The rally came after international payment application MoneyGram was awarded the “Best Use of Blockchain in FinTech” award at the 2023 FinTech Breakthrough Awards. MoneyGram was acknowledged for implementing real-world blockchain use cases via its unique on/off-ramp digital wallet services, which have been constructed in partnership with the Stellar Development Foundation, the team behind Stellar (XLM).

The biggest loser was Stacks (STX) which fell roughly 19%. The reason for Stacks’ decline is most likely due to the hype of a Bitcoin Ordinals-inspired rally cooling off a little. Just behind Stacks as the second-biggest loser of the week stood the Mina Protocol (MINA), which is marketed as the “world’s smallest blockchain.”

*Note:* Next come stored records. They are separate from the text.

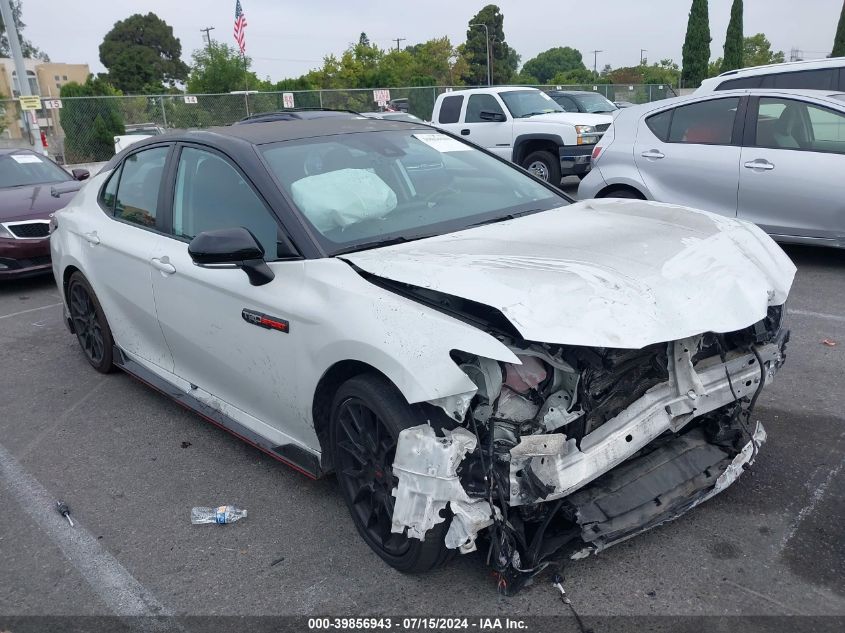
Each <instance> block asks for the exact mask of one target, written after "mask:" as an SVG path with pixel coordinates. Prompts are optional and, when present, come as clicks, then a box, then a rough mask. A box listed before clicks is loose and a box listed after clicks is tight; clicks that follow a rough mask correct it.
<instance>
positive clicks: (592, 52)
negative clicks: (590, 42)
mask: <svg viewBox="0 0 845 633" xmlns="http://www.w3.org/2000/svg"><path fill="white" fill-rule="evenodd" d="M603 52H604V51H603V50H597V51H592V53H593V74H596V72H598V70H597V66H598V59H599V53H603Z"/></svg>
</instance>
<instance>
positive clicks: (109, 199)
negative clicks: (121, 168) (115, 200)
mask: <svg viewBox="0 0 845 633" xmlns="http://www.w3.org/2000/svg"><path fill="white" fill-rule="evenodd" d="M121 167H122V166H121V165H118V166H117V168H116V169H115V170H114V171H112V174H111V176H109V179H108V180H107V181H106V186H105V187H103V190H102V192H100V204H102V205H103V207H105V208H106V209H108V210H109V213H110V214H114V203H115V200H117V183H118V182H119V181H120V170H121Z"/></svg>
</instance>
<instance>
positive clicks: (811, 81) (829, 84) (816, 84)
mask: <svg viewBox="0 0 845 633" xmlns="http://www.w3.org/2000/svg"><path fill="white" fill-rule="evenodd" d="M838 70H839V69H838V68H819V69H816V70H801V71H798V72H789V73H772V74H770V75H764V76H763V81H762V83H761V84H760V87H761V88H791V89H796V90H830V89H835V88H836V75H837V74H838Z"/></svg>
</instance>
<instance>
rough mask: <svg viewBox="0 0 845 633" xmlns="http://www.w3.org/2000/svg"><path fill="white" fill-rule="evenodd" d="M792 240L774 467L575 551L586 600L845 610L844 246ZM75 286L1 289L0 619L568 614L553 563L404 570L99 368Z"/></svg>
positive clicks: (449, 566) (786, 612) (203, 424)
mask: <svg viewBox="0 0 845 633" xmlns="http://www.w3.org/2000/svg"><path fill="white" fill-rule="evenodd" d="M787 252H788V253H789V255H790V256H791V257H792V258H793V259H794V261H795V262H796V264H797V265H798V275H797V279H796V282H795V285H794V287H793V291H792V294H791V299H790V304H789V307H790V311H791V312H790V316H789V318H790V324H791V328H792V340H791V342H790V344H789V347H788V350H787V352H788V358H787V363H786V365H785V367H784V368H783V370H782V371H781V373H780V374H779V375H778V377H777V379H776V381H775V383H774V385H772V387H771V388H769V389H768V390H767V391H765V392H764V393H763V395H762V396H761V399H760V402H759V405H758V408H757V410H756V415H755V417H756V418H757V419H759V420H761V421H762V422H763V423H764V424H765V425H766V428H767V430H768V432H769V441H768V442H767V444H766V445H765V446H764V447H763V449H762V451H761V454H760V456H759V459H758V462H757V464H756V465H755V466H754V467H753V469H752V471H751V472H750V473H746V474H745V475H744V476H743V477H742V478H741V479H740V480H739V482H738V483H737V484H736V485H734V486H733V487H731V488H729V489H728V490H727V491H726V492H724V493H723V494H721V495H719V496H717V497H716V498H714V499H713V500H711V501H708V502H707V503H705V504H703V505H702V506H701V507H699V508H697V509H696V510H694V511H692V512H690V513H689V514H688V515H686V516H684V517H682V518H681V519H679V520H677V521H675V522H672V523H669V524H666V525H663V526H661V527H659V528H656V529H654V530H652V531H650V532H648V533H646V534H643V535H641V536H639V537H636V538H634V539H631V540H629V541H627V542H625V543H622V544H621V545H618V546H616V547H614V548H611V549H609V550H607V551H605V552H603V553H601V554H600V555H598V556H593V557H590V558H587V559H585V560H581V561H577V562H571V563H569V564H568V565H567V566H566V568H565V574H566V587H567V590H568V592H569V594H570V596H571V598H572V601H573V603H574V604H575V605H576V606H577V608H578V611H579V612H580V613H581V614H586V615H589V614H646V615H654V614H690V615H695V614H710V615H725V614H729V615H730V614H744V615H780V614H793V615H802V614H803V615H820V614H827V615H829V614H836V615H839V616H842V615H845V586H843V580H842V579H843V578H845V534H844V533H843V527H842V526H843V525H845V472H843V470H844V469H843V466H845V413H843V402H845V397H844V396H845V380H843V370H844V369H845V251H834V250H825V249H810V248H798V247H788V248H787ZM59 301H60V298H59V295H58V291H57V289H56V287H55V285H54V283H53V281H52V279H51V278H40V279H32V280H26V281H19V282H14V283H4V284H2V285H0V368H2V370H1V371H0V373H2V380H0V474H2V479H0V508H2V520H0V561H2V562H0V567H2V574H0V616H9V615H25V614H30V615H93V614H109V613H113V612H118V613H135V612H141V613H143V612H145V611H144V609H145V608H148V609H149V610H151V611H152V612H162V613H173V614H187V615H197V614H201V615H221V614H224V615H241V614H243V615H246V614H299V615H312V614H321V615H322V614H335V615H336V614H345V615H374V614H402V613H405V614H407V613H411V614H427V615H448V614H455V613H462V614H486V615H503V616H505V615H527V614H529V613H530V614H534V615H541V614H550V615H554V614H562V613H566V612H565V611H563V609H564V608H565V607H564V605H562V604H561V602H560V601H559V600H558V599H557V595H556V594H555V593H554V591H553V590H552V588H551V587H550V582H549V579H548V578H546V577H543V578H541V579H540V580H539V581H538V582H537V583H536V584H535V585H534V586H533V587H530V588H528V589H526V590H525V591H523V592H522V593H519V594H518V595H516V596H514V597H510V598H507V597H503V596H499V595H497V593H496V590H495V586H494V583H493V582H492V579H491V576H490V573H489V571H488V570H487V568H486V567H485V565H484V562H483V557H482V555H481V554H479V553H474V554H470V555H467V556H461V557H458V558H456V559H455V560H454V561H453V562H452V563H451V564H449V565H448V566H447V567H446V568H445V569H442V570H439V571H437V572H434V573H430V574H427V575H419V576H407V575H403V574H400V573H398V572H396V571H394V570H393V569H391V568H389V567H387V566H386V565H385V564H384V563H382V561H381V560H380V559H379V558H377V557H376V555H375V554H373V553H372V552H371V551H370V550H369V549H368V548H367V546H366V545H365V544H364V542H363V541H362V540H361V539H360V538H359V536H358V535H357V533H356V531H355V528H354V527H353V524H352V520H351V519H350V517H349V514H348V512H347V510H346V508H345V506H344V504H343V501H342V499H341V496H340V493H339V491H338V489H337V487H336V482H335V480H334V479H333V478H328V479H325V480H321V481H317V482H313V481H310V480H308V479H306V478H305V477H303V476H302V475H300V474H298V473H296V472H294V471H292V470H290V469H288V468H286V467H285V466H283V465H281V464H279V463H278V462H276V461H274V460H273V459H271V458H269V457H268V456H266V455H264V454H263V453H261V452H259V451H258V450H256V449H254V448H252V447H250V446H248V445H246V444H244V443H243V442H241V441H239V440H237V439H236V438H234V437H232V436H230V435H228V434H227V433H225V432H223V431H222V430H220V429H218V428H216V427H214V426H212V425H210V424H208V423H206V422H205V421H203V420H202V419H200V418H199V417H197V416H196V415H193V414H191V413H189V412H186V411H185V410H183V409H181V408H180V407H179V406H177V405H176V404H174V403H173V402H171V401H170V400H168V399H166V398H165V397H163V396H162V395H160V394H158V393H156V392H154V391H152V390H151V389H149V388H148V387H146V386H145V385H143V384H140V383H138V382H136V381H135V380H133V379H132V378H130V377H129V376H128V375H125V374H122V373H115V374H111V375H108V376H102V375H100V374H98V373H96V372H95V371H93V370H92V369H91V368H90V367H89V366H88V365H87V363H86V362H85V360H84V358H83V356H82V353H81V351H80V350H79V348H78V345H77V342H76V339H75V337H73V336H71V335H70V334H69V333H68V331H67V330H66V328H65V327H64V325H63V324H62V321H61V308H60V307H59ZM825 340H827V341H828V342H835V343H837V344H836V345H835V346H832V347H831V346H828V345H826V344H824V343H823V341H825ZM58 498H62V499H63V500H64V501H65V502H67V503H68V504H69V506H70V508H71V511H72V517H73V519H74V520H75V522H76V527H75V528H70V526H69V525H67V524H66V522H65V521H64V519H62V518H61V517H60V516H59V515H58V514H57V513H56V510H55V507H53V506H52V505H51V503H53V500H54V499H58ZM223 503H234V504H237V505H239V506H241V507H245V508H247V509H248V511H249V516H248V517H247V518H246V519H244V520H242V521H240V522H238V523H236V524H234V525H229V526H216V525H204V526H193V525H191V523H190V520H189V513H190V509H191V507H192V506H197V505H217V504H223ZM127 583H128V584H127ZM133 583H134V584H133ZM127 587H129V588H130V589H129V590H126V588H127ZM122 590H126V591H124V593H121V591H122ZM133 592H134V593H133ZM139 596H140V598H139ZM133 600H136V601H140V602H139V605H140V606H138V605H136V606H137V607H138V609H140V611H137V610H136V611H133V608H134V607H133V604H135V603H134V602H133ZM146 612H148V611H146ZM0 628H2V627H0Z"/></svg>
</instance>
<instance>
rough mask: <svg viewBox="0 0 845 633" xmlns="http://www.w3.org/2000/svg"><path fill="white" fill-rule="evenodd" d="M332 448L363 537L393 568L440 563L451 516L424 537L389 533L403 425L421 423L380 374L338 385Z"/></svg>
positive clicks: (412, 411) (406, 404) (334, 412)
mask: <svg viewBox="0 0 845 633" xmlns="http://www.w3.org/2000/svg"><path fill="white" fill-rule="evenodd" d="M331 422H332V424H331V446H332V451H333V453H334V464H335V470H336V472H337V479H338V483H339V484H340V489H341V492H342V494H343V498H344V500H345V501H346V505H347V507H348V508H349V512H350V514H351V515H352V520H353V522H354V523H355V527H356V528H357V530H358V533H359V534H360V535H361V538H363V539H364V541H365V542H366V543H367V545H369V546H370V548H371V549H372V550H373V551H374V552H375V553H376V554H378V555H379V556H380V557H381V558H382V560H384V561H385V562H386V563H387V564H388V565H390V566H391V567H393V568H395V569H397V570H399V571H401V572H406V573H417V572H424V571H429V570H431V569H434V568H436V567H440V566H441V565H443V564H444V563H445V562H446V561H447V560H449V558H451V555H452V550H449V549H448V548H446V546H445V545H444V543H443V540H444V538H445V536H446V531H447V530H448V527H449V524H450V520H449V519H448V518H447V519H446V521H444V522H442V523H438V524H437V525H436V526H434V527H433V528H432V529H431V530H429V531H428V532H427V533H426V535H425V541H420V540H418V539H415V538H408V537H407V536H406V535H405V534H395V533H392V532H391V531H390V528H391V523H392V520H393V506H394V503H395V498H394V497H393V496H392V495H391V491H392V490H393V487H394V486H395V485H396V483H397V481H398V480H397V479H396V477H394V476H393V471H392V465H393V459H394V457H395V455H396V443H397V441H398V439H399V433H400V431H402V430H403V429H406V428H409V427H411V426H416V425H417V424H421V423H423V422H424V420H422V418H421V416H420V415H419V413H418V411H417V410H415V409H414V408H412V407H411V406H410V405H409V404H408V403H407V402H406V401H405V398H404V397H403V396H402V394H401V393H400V392H399V390H398V389H396V387H395V386H394V385H393V384H391V383H390V382H389V381H388V380H386V379H385V378H383V377H382V376H379V375H376V374H363V375H360V376H356V377H354V378H352V379H350V380H348V381H347V382H345V383H344V384H343V385H341V387H340V389H338V391H337V394H336V395H335V398H334V402H333V405H332V418H331Z"/></svg>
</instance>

The size of the entire Mina Protocol comes in at just a few kilobytes, standing in stark comparison to Ethereum’s 300GB blockchain. Essentially this means that syncing with the Mina network is far easier for the average user and you could even choose to run a full Mina node from your smartphone if you’re into that kind of stuff.

Still, MINA experienced a 17% drawdown this week, with the price cooling off a little after experiencing a fairly solid rally at the start of the year.

And that’s it for this edition of The Chainsaw Weekly Wrap.